I wonder at trying to find an image, a moment to place some fiction on, one of the volunteers,  hearing me talk picks out a book on Navvies for me from library available at the archives.

With the other subjects in my list, I know there is material,stacks of it, it is just trying to find the right way to it.

Derek, the volunteer that has been charged with showing me the ropes is demonstrating how the system works with try outs to find something from the archive room, where everything is stored.  We make an easy search by typing in ‘Telford’ select an item to find, cross sectioning reference numbers that refer to bays, and shelves and stacks before we rustle around and rummage (a little) to find the item we sought. And already from that test run, we’re picking out fire tinged work dockets in looping handwriting, eligible sometimes, pencil, clinging to the burnt smell, as it tells of the fire that it escaped. And what we were looking for, it’s description not quite befitting it,  is there, under piles of other paper.

Wednesday 8th

Armed with a good idea about how to look, I start to look, for what I’m not entirely sure. I begin with a database that list most items (10,000 or more) with a reference and a description in an excel spread sheet.  On I read, down the columns trying to find descriptions that catch my eye. I’ve re-headed my headings in what I’m looking out for (it’s good to have some perimeters) to Navvies, The Wolverhampton Corragated Iron Company, History of Clearing The Canals, Ellesmere Port History, Birmingham, Journals and Diaries. I’m making lists and writing down reference numbers, things that spark a jolt of interest;

Thesis of developments in oil industries, ticket receipts (some unused), lists of boats leaving ports, plans for new canals and openings, Wage books, newspapers, maps and plans of boats, timetables for packets, rail connections, lists of boat owners and, boat inspectors note books, journals in water colours of by gone days, oral histories, slides, boat books and paintings.

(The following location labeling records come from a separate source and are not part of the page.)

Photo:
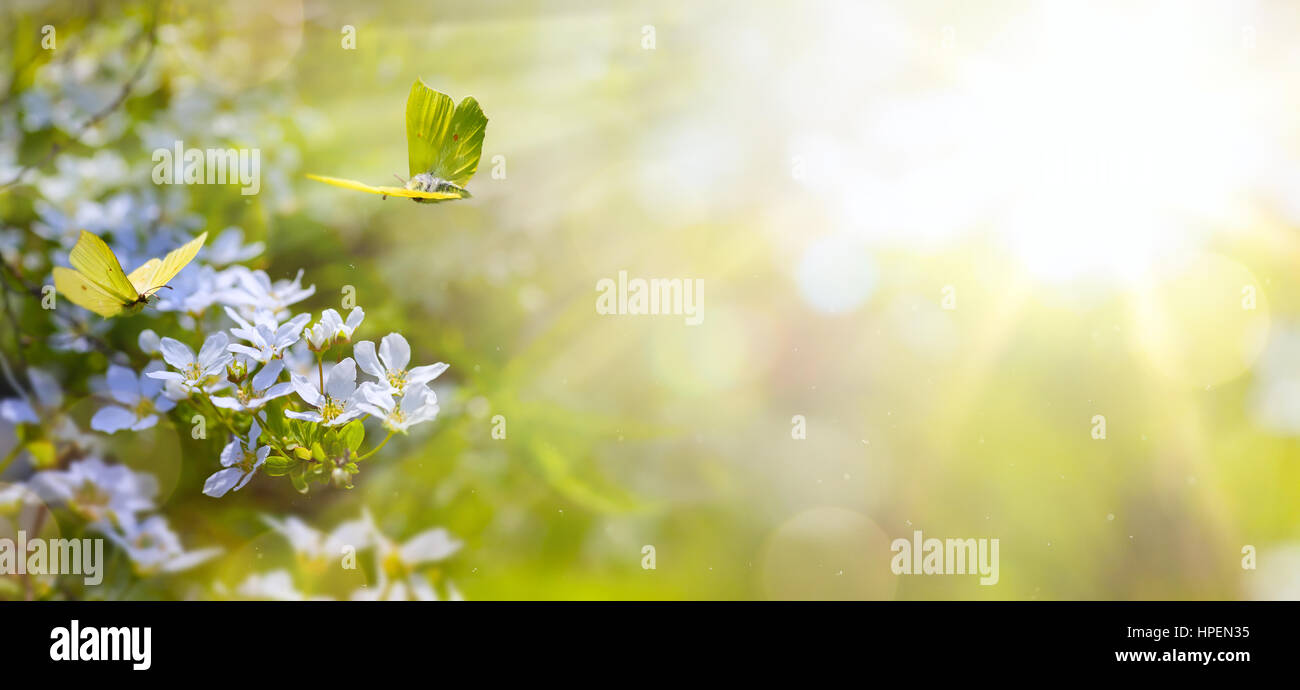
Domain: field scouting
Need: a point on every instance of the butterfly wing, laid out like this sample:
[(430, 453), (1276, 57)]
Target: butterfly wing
[(443, 139), (428, 124), (98, 265), (156, 273), (460, 152), (83, 293), (388, 191), (142, 277)]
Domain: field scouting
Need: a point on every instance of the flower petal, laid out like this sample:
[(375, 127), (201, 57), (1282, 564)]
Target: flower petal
[(213, 348), (395, 352), (427, 373), (428, 546), (341, 380), (176, 352), (268, 374), (122, 385), (304, 416), (364, 352), (307, 390)]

All with a story tell. Mundane as it could seem.  All stored in boxes, underneath other things, in racks and shelves of other items , all with their own stories to tell. Finger prints left on, not visible, but there, handwritten notes from archivists archiving them somewhere else. All of this panics me. Like I might not find the thing that I need to find.

And I go on my own trial search…

Alone in the archives, 20 or more so winding shelves to my left, 20 or so static shelves to my right. And the smell, of cold, slight damp and paper. And potential.

My heart beating. Feeling like an archaeologist, like the brummie taxi driver said. But it’s too much. The problem that I have in junk shops and charity shops and car boots is the feeling that there is something, one thing there for me to find. A ridulcouls dedication to some pre-ordained fate that still stems from reading too much detective fiction and a preference for the past. Something that is known. That has already been written. Panic that I might not find that one thing. Panic that I will. Overwhelming. Things that could have been thrown away, but haven’t. Arguments from some sides of things that should have been thrown away, but haven’t.

I don’t find what I’m looking for in that moment. Boxes placed in other destinations, moved or awaiting re-catogorising. Next week I’ll come back and look more.

Still not quite closer to what I’m really looking for.